If you take the standard form of biological explanation, it has the same structure as a physical explanation. It just differs in two ways. First, you cannot isolate 'extraneous' influences ahead of time for wild populations. Second, you cannot make a prediction much beyond the immediate short term (hence, nobody can predict the future of evolution of a species). Although a number of experiments have been conducted to test selectionist hypotheses through prediction, such as the studies on finches in the Galápagos Islands by the Grants, mostly, explanations in evolution take the following format:
Initial Conditions at t-n + Properties if biological systems ⇒ Observed phenomenon at t
In other words, they are retrodictions, not predictions. The only formal difference between this and the same form in physics is that the tense is different. This use of the nomological-deductive model in historical cases is called a covering law model [Dray 1957, 1966].
So, physics is not really a different kind of science to evolutionary biology, except in some matters of convenience with experimentation, and the degree of the stability of the systems it sometimes explains, and not always then.
Covering law explanations can be used to retrodict the initial conditions, under certain circumstances.
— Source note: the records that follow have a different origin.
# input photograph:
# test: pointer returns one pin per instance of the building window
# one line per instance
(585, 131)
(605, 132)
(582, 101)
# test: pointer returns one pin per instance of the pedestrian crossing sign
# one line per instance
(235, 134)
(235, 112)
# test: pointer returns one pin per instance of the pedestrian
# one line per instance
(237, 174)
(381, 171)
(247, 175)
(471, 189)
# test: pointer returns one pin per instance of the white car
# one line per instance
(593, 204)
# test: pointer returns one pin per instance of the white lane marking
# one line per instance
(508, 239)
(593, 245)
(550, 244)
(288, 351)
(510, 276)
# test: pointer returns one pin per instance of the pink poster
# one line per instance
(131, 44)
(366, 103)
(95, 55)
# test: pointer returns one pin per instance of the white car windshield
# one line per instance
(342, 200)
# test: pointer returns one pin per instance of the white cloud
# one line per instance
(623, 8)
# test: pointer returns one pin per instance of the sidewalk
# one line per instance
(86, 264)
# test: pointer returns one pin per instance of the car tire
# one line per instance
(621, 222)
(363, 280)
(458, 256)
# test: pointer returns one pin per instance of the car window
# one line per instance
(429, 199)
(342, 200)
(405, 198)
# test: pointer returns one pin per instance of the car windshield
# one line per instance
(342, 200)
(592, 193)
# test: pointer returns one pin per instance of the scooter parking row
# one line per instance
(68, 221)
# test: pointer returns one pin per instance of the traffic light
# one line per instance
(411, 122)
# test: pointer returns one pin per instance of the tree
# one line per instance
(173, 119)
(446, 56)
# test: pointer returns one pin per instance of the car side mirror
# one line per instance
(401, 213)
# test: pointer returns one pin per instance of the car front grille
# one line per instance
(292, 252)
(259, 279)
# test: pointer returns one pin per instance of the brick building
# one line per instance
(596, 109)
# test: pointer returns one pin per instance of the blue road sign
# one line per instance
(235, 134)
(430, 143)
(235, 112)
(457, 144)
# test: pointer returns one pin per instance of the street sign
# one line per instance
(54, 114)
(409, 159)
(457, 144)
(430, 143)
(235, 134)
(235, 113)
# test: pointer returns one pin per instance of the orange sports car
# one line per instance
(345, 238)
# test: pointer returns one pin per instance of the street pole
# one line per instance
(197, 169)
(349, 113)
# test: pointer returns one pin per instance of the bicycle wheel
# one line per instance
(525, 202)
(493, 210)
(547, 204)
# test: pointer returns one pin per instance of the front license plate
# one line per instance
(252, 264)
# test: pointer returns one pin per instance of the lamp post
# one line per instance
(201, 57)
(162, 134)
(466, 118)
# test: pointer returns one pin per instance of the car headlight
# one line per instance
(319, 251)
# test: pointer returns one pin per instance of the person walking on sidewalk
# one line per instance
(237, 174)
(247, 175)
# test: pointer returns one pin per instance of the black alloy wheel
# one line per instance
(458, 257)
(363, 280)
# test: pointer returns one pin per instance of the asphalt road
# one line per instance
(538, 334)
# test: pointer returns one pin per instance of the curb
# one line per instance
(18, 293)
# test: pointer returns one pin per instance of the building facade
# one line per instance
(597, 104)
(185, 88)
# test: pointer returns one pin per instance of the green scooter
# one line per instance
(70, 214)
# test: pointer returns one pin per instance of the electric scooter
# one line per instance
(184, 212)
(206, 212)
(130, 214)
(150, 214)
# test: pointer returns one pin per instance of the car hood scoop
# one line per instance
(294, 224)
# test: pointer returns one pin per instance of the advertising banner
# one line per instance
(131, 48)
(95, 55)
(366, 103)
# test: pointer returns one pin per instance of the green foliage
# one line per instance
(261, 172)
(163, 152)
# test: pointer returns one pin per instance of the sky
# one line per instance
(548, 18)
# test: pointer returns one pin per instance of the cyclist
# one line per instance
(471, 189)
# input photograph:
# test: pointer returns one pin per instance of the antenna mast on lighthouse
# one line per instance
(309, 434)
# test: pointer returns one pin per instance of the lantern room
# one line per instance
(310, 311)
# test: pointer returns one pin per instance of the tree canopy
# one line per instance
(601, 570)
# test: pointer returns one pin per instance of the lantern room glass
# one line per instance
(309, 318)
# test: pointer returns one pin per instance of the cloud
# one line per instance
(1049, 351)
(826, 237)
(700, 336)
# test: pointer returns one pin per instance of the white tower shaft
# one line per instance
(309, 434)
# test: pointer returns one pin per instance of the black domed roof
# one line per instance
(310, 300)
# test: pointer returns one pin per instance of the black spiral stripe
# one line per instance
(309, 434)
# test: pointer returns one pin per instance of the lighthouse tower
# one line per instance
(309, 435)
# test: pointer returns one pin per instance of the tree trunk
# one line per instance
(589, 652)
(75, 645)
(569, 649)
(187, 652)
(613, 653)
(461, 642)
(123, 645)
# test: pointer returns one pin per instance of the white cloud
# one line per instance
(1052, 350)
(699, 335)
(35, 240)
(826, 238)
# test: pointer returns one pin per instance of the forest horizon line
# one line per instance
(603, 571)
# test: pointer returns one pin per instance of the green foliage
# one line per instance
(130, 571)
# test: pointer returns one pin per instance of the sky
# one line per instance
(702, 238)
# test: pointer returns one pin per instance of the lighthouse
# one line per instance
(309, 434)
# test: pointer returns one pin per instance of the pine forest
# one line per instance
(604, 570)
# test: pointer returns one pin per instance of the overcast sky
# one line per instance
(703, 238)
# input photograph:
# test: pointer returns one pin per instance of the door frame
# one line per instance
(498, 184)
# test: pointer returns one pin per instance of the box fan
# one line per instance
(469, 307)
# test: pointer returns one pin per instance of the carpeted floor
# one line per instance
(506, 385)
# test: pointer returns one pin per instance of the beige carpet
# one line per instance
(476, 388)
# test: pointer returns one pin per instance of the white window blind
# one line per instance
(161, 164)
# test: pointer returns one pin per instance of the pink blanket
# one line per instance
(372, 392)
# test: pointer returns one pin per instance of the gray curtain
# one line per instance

If you know what is now in evidence, and you have laws that generate these outcomes, you can sometimes predict what will be found:
Predicted initial conditions + Universal Laws ⇒ Observed phenomena
For example - you know that certain features of ants are derived (not in the primitive ancestor). You have general laws of evolution that account for the phenomena you observe (actual ants today, and in the fossil record). So, you predict that a certain transitional form will be found. When it is, you have made a bona fide prediction.
What special conditions can this be done under? Well, for a start, if you have a deductive argument if A then B, you cannot immediately infer from the existence or truth of B, that A. It might have been something else. B might have a virtual infinity of possible causes. Before you can make a retrodiction like this, you have to narrow down the field. That is, you have to assume the validity of some theoretical models before you can make the retrodiction/prediction. On the other hand, if you make such a claim, and it pans out, you have certainly strengthened your model.